La route est longue et dure, semée d’embûches, de chutes, de traversées du désert…

À travers mille épreuves, après avoir franchi les sept vallées du désir, de la recherche, de l’amour, de la connaissance, du détachement, de l’unité de l’extase, de l’extinction du moi, trente seulement arrivent au terme de leur pérégrination ; ils parviennent à la septième vallée dans un total dénuement : sans plumes, nus, le cœur brisé, brûlés de corps et d’âme, devenus comme du charbon en poussière.

C’est alors qu’ayant tout donné, toutes choses leur furent rendues. Ils furent admis à contempler la face du Roi. Et voici qu’il leur dévoila le secret de la pluralité et de l’unité des êtres : dans le reflet de leurs propres visages, ces trente oiseaux contemplèrent la face du Symorgh (signifie « 30 oiseaux » en persan), eux tous ne faisant qu’un, transfigurés par le renoncement à eux-mêmes et à toutes choses. Le Symorgh leur dit :
“Le Soleil de ma majesté est un miroir.
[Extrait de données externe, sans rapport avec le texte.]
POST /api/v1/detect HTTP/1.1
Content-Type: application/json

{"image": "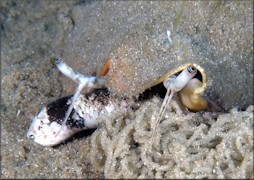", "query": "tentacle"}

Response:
[151,66,197,146]
[55,58,106,136]
[179,78,207,111]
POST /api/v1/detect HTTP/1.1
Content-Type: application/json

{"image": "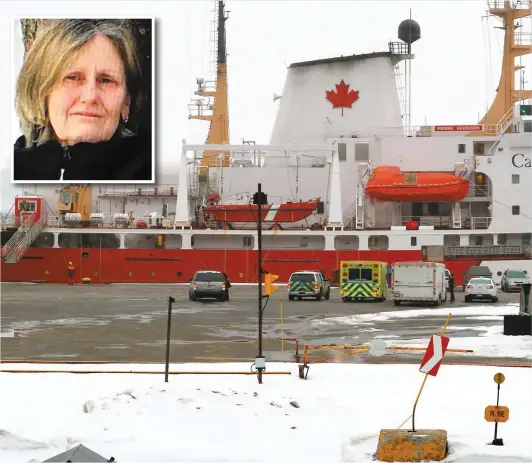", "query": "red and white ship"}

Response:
[1,1,532,284]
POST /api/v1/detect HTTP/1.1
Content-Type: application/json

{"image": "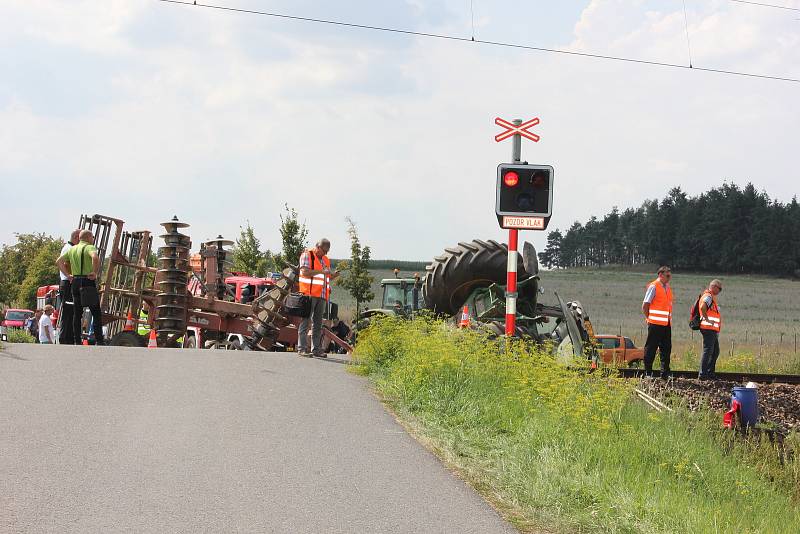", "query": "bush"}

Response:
[6,328,36,343]
[356,318,800,532]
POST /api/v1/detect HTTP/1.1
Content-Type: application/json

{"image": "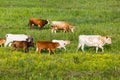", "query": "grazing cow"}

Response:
[11,41,34,52]
[36,41,60,55]
[29,18,49,28]
[52,40,70,51]
[0,38,6,46]
[77,35,112,53]
[4,34,33,47]
[51,21,75,33]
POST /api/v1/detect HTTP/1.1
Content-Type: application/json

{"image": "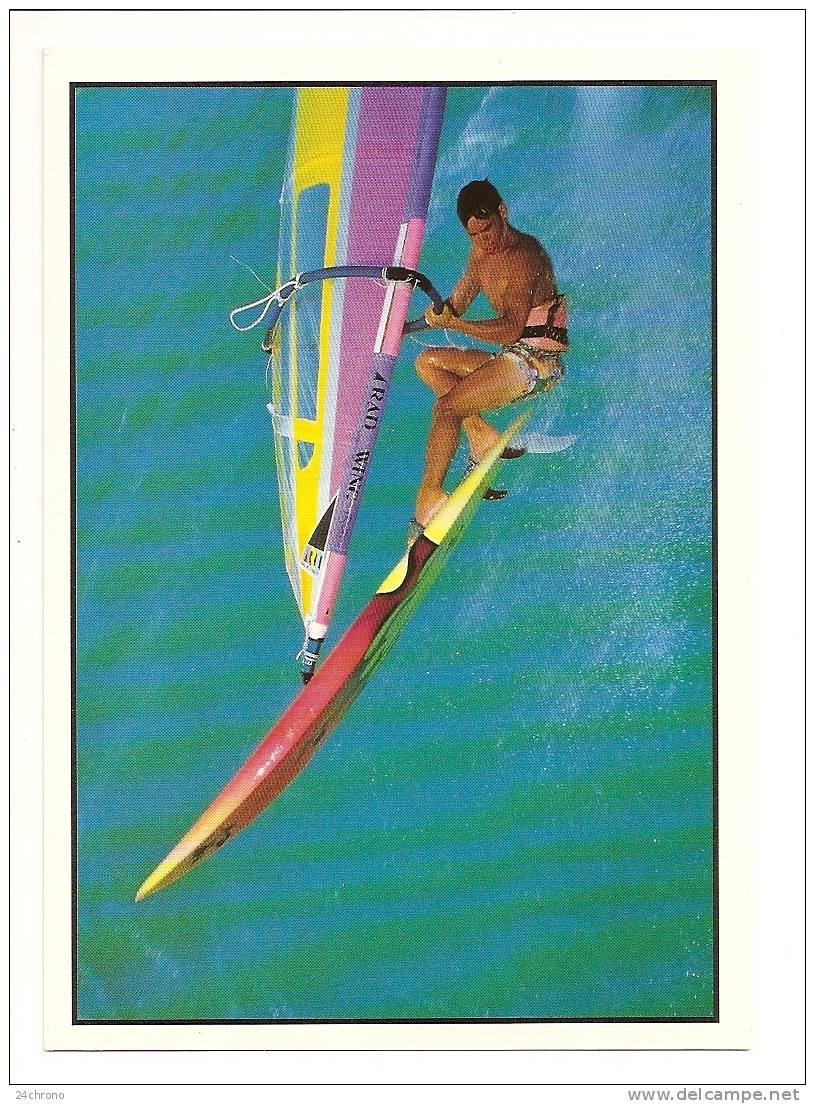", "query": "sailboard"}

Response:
[231,86,445,680]
[136,411,530,901]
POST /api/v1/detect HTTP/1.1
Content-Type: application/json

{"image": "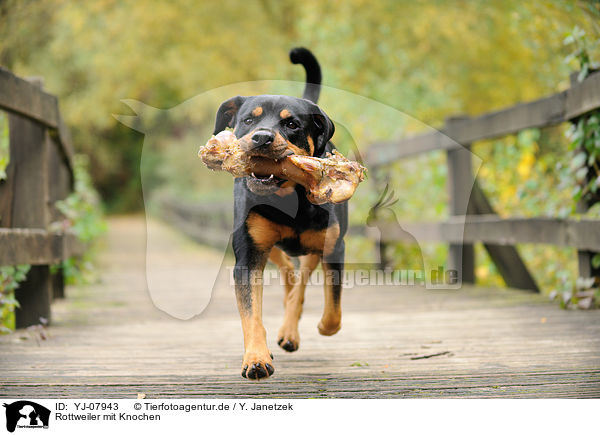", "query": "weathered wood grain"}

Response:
[370,215,600,251]
[365,72,600,167]
[0,217,600,398]
[0,67,73,170]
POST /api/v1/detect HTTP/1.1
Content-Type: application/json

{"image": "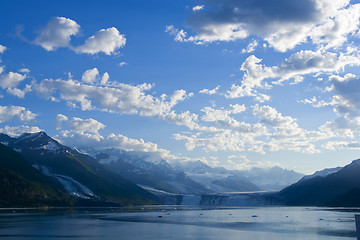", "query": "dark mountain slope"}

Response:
[0,144,76,207]
[278,160,360,207]
[0,132,157,205]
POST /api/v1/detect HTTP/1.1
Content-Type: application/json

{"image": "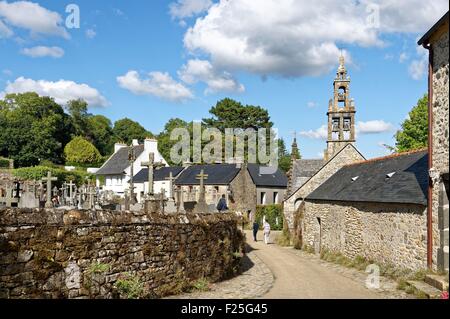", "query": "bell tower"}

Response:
[325,55,356,161]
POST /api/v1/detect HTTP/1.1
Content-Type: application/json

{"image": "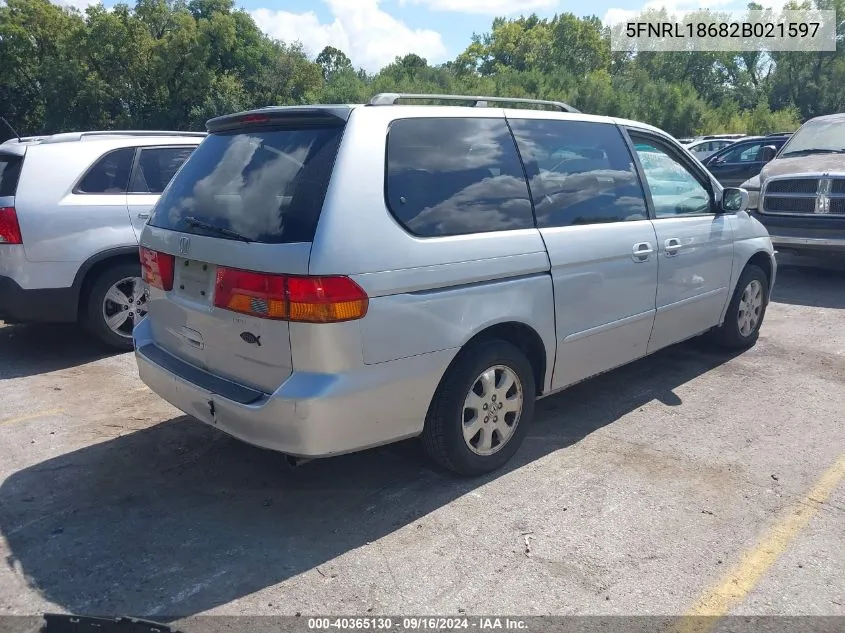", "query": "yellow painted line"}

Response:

Celui qui vient s’y voit tout entier… Quoique vous soyez profondément changés, vous vous voyez vous-mêmes tels que vous étiez déjà… Lorsque vous avez franchi les vallées du chemin redoutable, lorsque vous avez souffert et combattu pour vous dépouiller de vous-mêmes et atteindre la plénitude, vous n’avez agi que par mon action. Anéantissez-vous donc en moi glorieusement et délicieusement, afin que vous vous retrouviez vous-mêmes en moi…???

Les oiseaux s’anéantirent à la fin pour toujours dans le Symorgh : l’ombre se perdit dans le soleil, et voilà tout.

*Nietzsche
**Bashô
***Simorgh in Colloque des oiseaux
Farid al-Din Attar, né en Perse vers 1140, fut l’un des plus grands poètes soufi.